Copyright: Jeanne Curran and Susan R. Takata and Individaul Authors, February 2002.
"Fair use" encouraged.

Andrew Fastow: Former Chief Financial Officer (CFO) of Enron

This is the second in a series of files based on several articles that struggle with explaining to us who the actual people are who took part in the Enron Collapse. Just as the lawyer interviews clients and comes to know the stories about what happened in order to adequately argue his/her case, the sociologist needs to know these local narratives to adequately study the combination of agency and structural context that led to the ultimate social problem under discussion. There is considerable interdependence between the actions, behaviors, and motivations of the individuals involved and the corporate and social climate in which their interpersonal relations were acted out. Although local stories, such as we look at here, may not provide data that will enter our arguments, they do provide a background that permits us to understand those whose validity claims we must judge.

The discussion topics below are based on THE FALL OF ENRON: Former Enron Exec Expected to Stay Silent By David Streitfeld and Jeff Leeds. Los Angeles Times. February 7, 2002. At p. A 1. backup

  1. What is the significance of Fastow's argue with a cabbie over a seventy cent tip?

    Consider these excerpts: "The last time Andrew S. Fastow got in a public brawl about money, it was with a cabdriver and concerned a 70-cent tip. The cabbie got so upset he punched Fastow in the face." and " Overall, according to Enron, Fastow made about $30 million from LJM. That's in addition to the $23.4 million he made in stock sales in 1999 and 2000. / That's a lot of money even by the standards of the late-'90s boom, especially to a guy who would be willing to confront a cabbie over pocket change. In that 1985 Chicago incident, which was confirmed by a Fastow spokesman, Fastow expected a driver to give him 70 cents in change. The driver claimed he couldn't, so Fastow took back $1 and replaced it with the 30 cents due. The cabbie, who had previously been suspended 14 times, threw a punch, for which he was suspended again."

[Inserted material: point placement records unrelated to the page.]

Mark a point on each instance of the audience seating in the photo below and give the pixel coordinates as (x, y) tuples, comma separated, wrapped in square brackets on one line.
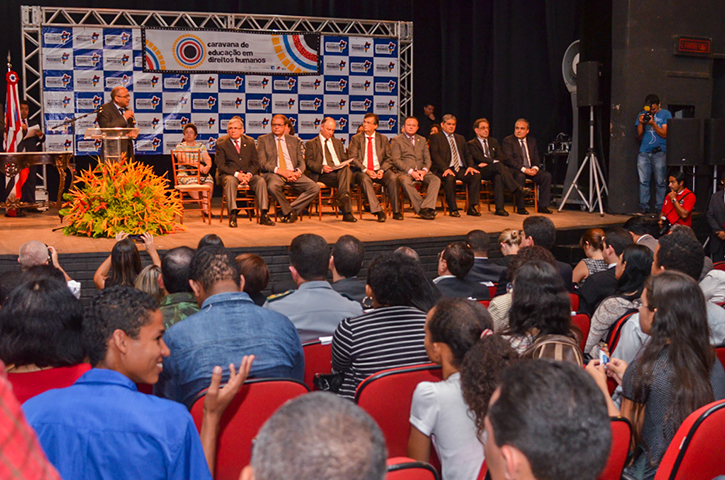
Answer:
[(256, 401), (404, 468), (29, 384), (621, 439), (318, 359), (696, 451), (376, 393)]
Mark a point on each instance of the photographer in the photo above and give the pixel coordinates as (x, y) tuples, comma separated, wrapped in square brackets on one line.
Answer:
[(679, 203), (652, 158)]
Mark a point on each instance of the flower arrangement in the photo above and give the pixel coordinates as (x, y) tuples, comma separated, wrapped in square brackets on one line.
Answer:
[(126, 196)]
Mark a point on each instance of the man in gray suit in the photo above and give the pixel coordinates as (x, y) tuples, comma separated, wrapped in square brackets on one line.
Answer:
[(410, 157), (280, 157), (370, 154)]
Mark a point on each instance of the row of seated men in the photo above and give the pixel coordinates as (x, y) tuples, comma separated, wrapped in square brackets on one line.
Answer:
[(406, 161)]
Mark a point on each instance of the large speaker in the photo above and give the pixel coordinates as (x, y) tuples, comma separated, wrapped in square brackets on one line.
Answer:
[(587, 84), (715, 141), (684, 141)]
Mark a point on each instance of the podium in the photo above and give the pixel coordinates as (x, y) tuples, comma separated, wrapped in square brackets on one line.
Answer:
[(115, 141)]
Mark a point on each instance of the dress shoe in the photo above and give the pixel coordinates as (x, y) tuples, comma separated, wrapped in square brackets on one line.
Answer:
[(290, 217)]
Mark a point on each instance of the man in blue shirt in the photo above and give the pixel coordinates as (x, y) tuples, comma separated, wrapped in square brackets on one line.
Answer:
[(228, 327), (652, 157), (102, 427)]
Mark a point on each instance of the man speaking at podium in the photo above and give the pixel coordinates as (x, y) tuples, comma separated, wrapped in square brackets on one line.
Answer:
[(117, 113)]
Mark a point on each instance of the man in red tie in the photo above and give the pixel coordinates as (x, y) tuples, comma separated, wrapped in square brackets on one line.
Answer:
[(370, 155), (237, 163)]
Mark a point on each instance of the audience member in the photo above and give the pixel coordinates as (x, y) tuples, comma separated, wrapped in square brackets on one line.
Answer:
[(345, 263), (227, 327), (593, 262), (342, 442), (314, 308), (632, 270), (124, 263), (676, 372), (454, 263), (546, 420), (256, 276), (453, 327), (483, 270), (180, 301), (392, 334), (603, 284)]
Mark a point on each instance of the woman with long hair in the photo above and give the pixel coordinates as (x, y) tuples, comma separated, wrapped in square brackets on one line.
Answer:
[(540, 306), (675, 373), (631, 272)]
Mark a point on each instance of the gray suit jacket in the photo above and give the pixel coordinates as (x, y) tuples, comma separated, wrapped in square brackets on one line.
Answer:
[(358, 147), (406, 156), (268, 156)]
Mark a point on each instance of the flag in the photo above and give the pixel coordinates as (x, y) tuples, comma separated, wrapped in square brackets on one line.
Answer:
[(13, 136)]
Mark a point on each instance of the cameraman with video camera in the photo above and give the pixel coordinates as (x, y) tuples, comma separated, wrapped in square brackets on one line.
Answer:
[(652, 158)]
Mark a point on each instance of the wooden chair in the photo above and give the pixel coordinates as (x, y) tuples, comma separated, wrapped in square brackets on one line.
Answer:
[(186, 165)]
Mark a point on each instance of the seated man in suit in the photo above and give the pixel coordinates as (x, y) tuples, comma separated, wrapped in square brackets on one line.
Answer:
[(280, 156), (483, 271), (454, 263), (237, 163), (451, 162), (489, 160), (522, 157), (411, 158), (325, 158), (370, 154)]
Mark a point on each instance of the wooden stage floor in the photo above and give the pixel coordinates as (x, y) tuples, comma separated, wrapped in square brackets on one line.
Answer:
[(40, 226)]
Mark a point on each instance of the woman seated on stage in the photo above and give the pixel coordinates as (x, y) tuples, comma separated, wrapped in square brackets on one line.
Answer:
[(124, 263), (674, 374), (592, 242), (40, 333)]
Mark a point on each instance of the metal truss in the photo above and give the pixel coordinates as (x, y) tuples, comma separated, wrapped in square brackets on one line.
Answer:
[(33, 18)]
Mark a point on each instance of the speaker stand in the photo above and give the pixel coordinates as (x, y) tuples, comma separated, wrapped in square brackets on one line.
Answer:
[(597, 183)]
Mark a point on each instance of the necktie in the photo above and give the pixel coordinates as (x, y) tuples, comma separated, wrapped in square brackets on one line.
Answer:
[(527, 162), (371, 164), (328, 154), (455, 159)]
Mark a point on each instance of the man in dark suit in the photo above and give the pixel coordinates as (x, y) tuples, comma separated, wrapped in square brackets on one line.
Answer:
[(325, 158), (454, 263), (451, 162), (280, 156), (522, 158), (488, 158), (411, 159), (117, 113), (482, 271), (237, 163), (370, 155)]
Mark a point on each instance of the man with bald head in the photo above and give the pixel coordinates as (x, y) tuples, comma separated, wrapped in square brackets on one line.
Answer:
[(325, 157)]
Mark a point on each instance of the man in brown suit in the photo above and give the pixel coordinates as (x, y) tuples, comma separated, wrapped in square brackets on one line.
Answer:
[(410, 157), (326, 158), (237, 163), (281, 160), (370, 154)]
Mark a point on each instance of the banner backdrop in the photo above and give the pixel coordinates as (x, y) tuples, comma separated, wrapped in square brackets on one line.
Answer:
[(219, 51), (82, 64)]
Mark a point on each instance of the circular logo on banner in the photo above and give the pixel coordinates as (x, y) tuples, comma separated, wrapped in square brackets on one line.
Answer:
[(189, 51)]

    Goes to credibility and character. Martins asked about why the court system goes to records. Records establish patterns of behavior. More on this soon. Meanwhile ask questions of this article as I did of the one on the Congressional Committee

    Here are some possibilities:

    1. Why is Fastow described as having a Dr. Jekyl and Mr. Hyde character? How does the cabbie story contribute to that? Is the cabbie story a resort to records? Whose record is it? And what kind? How do you suppose the paper knew about it?

    2. Would Fastow's identity, as his character is described in this article, fit into a colonial pattern? Would he likely feel that he was entitled to the profits from someone else's labor? Would he likely share an ideology that emphasized equality and social justice?

    3. Does his character seem to fit with some of the principles of democracy and capitalism, that profits are permitted to individuals so that there will be venture capital accumulated to turn back into investments to create new jobs and growth and improve the productivity of the whole community?

    4. How do you think I would conceptually link each of these questions to a sociological analysis of what we should learn from and do about the Enron collapse?